By JR on Friday, July 22, 2011
Excerpt from a media report below. The researchers found that children tended to have similar levels of educational achievement to their parents regardless of whether the parents were married or not. Any student of IQ could have predicted that. IQ is overwhelmingly hereditary and negligibly influenced by the family environment. And IQ is the chief determinant of educational success. So the finding tells us nothing new or relevant
What is interesting is the socio-emotional progress of the child. What the study found was that parents reported satisfactory development in that respect regardless of whether they were married or not.
But that finding is entirely consistent with the children of marriages being better off in social development. It could well mean that married couples expect more of their children and so are less satisified even though the kids are quite good by objective standards
I note however that I have not been able to find online the full details of the study. The so-called more detailed report put online by the IFS is very scant on detail.
And what are economists at a fiscal studies body doing carrying out such research? When non-psychologists do psychological research they very commonly make methodological howlers. And even many psychologists can be psychometrically naive and end up using invalid measuring instruments. Being a psychometrician, I must have had a hundred or more academic publications pointing that out.
NO conclusions would seem warranted by this study
David Cameron's promised tax-break for couples has been dealt a blow after an influential think tank found that marriage actually provides few benefits to children.
Instead, the Institute for Fiscal Studies says that parents' qualifications are more likely to help or hinder the educational and emotional development of a child. It found there was 'little or no evidence' to support the idea that marital status affects children in the commonly held belief, pouring cold water on Mr Cameron's plans to fix 'Broken Britain.

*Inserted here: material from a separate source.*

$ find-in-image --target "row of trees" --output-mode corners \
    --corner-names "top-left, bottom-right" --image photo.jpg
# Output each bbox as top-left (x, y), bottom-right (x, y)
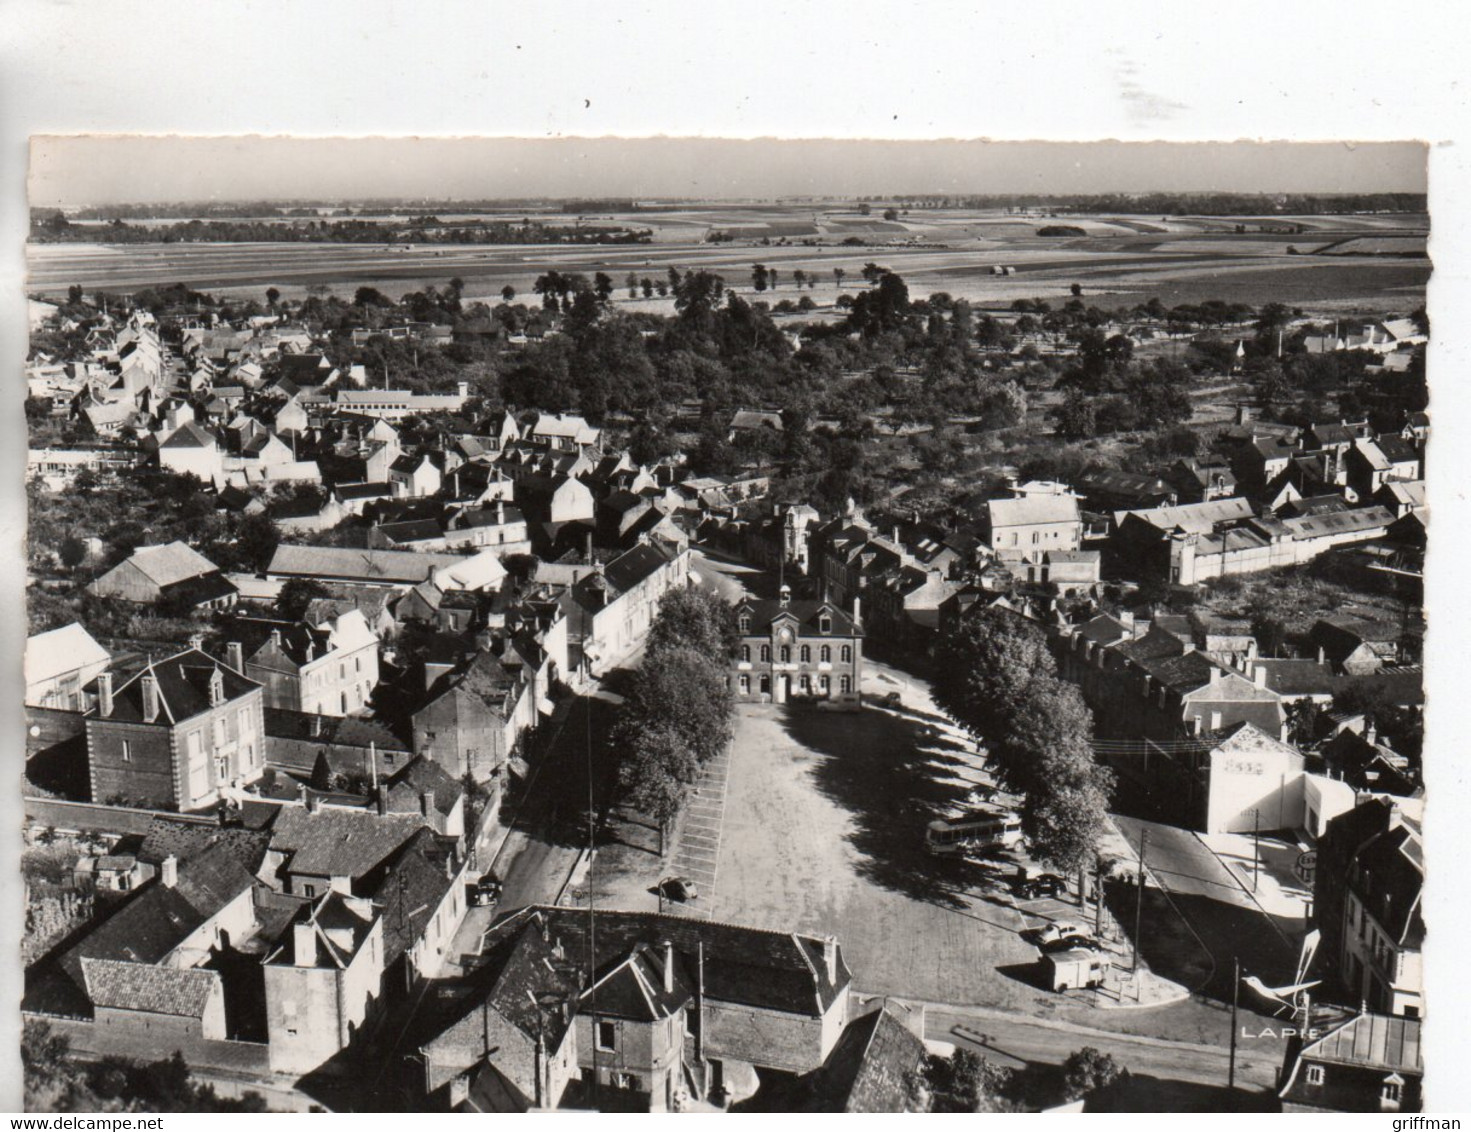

The Institute for Fiscal Studies concedes that there is a difference but says this is down to the education attainment of a child's mother and father.
The report from the IFS concluded: 'We can find no strong evidence that marriage leads to better cognitive or social outcomes for children than cohabitation. 'Policies aimed at encouraging parents to get married before they bear children thus require a rationale other than one based on the impact of marriage on child development.'
Ellen Greaves, research economist at the IFS, said: 'It is true that children born to married couples are on average more cognitively and emotionally successful than children born to cohabiting couples.
'But careful analysis shows that this largely reflects the differences between the types of people who decide to get married and those who don't. 'On average those who marry tend to come from more advantaged families, and are more cognitively and emotionally successful themselves, than those who cohabit.
'This explains the differences in outcomes for children. Marriage itself appears to confer little, if any, benefit in terms of child development.'
The children were broken up into three different age groups and then asked to carry out tasks. The three-year-olds had their vocabulary tested by being asked to identify pictures.
Five-year-olds had to recognise patterns and also had their vocabulary tested while the seven-year-olds were given basic maths problems and had to answer word recognition.
The second part of the study, sponsored by the Nuffield Institute, involved the questioning of parents to find out how they believed their child was developing through a series of 40 questions.
For their study the IFS used information from the Millennium Cohort Study, a sample of children born in the UK in the early 2000s; and the British Cohort Study, a census of individuals born in a particular week in 1970, whose children were surveyed in 2004.